Mapr (HP) Hadoop Developer Certification Questions and Answers (Dumps and Practice Questions)

Question : Arrange following in correct order of execution
A. call to main() method
B. Instantiation of new Configuration object
D. job.waitForCompletion()
C. Calling ToolRunner.run() static method

1. A,B,C,D
2. D,C,B,A
3. Access Mostly Uused Products by 50000+ Subscribers
4. B,A,C,D
5. A,C,D,B

Correct Answer : Get Lastest Questions and Answer :
Explanation:

Question : Select the correct statement for Driver class

1. Driver class needs to check input argument if input directory path is provided or not.

2. We have to configure mapper.reducer in Driver class only

3. Access Mostly Uused Products by 50000+ Subscribers

4. 1,3

5. 1,2,3

Correct Answer : Get Lastest Questions and Answer :
Explanation: The Driver class first checks the invocation of the command (checks the count of the command-line arguments provided)

It sets values for the job, including the driver, mapper, and reducer classes used.
In the Driver class, we also define the types for output key and value in the job as Text and FloatWritable respectively. If the mapper and reducer classes
do NOT use the same output key and value types, we must specify for the mapper. In this case, the output value type of the mapper is Text, while the output
value type of the reducer is FloatWritable.

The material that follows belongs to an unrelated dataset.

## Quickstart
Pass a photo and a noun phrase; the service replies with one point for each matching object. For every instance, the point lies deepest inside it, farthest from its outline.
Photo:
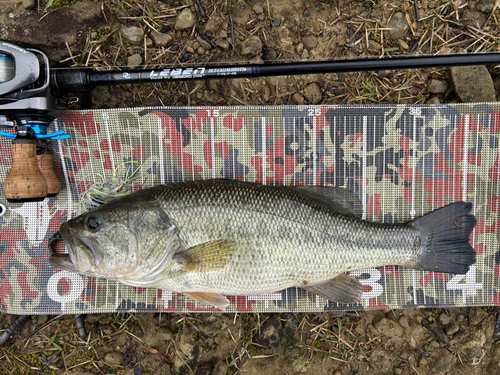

There are 2 ways to launch the job " syncronously and asyncronously. The job.waitForCompletion() launches the job syncronously. The driver code will
block waiting for the job to complete at this line. The true argument informs the framework to write verbose output to the controlling terminal of the job.

The main() method is the entry point for the driver. In this method, we instantiate a new Configuration object for the job. We then call the ToolRunner
static run() method.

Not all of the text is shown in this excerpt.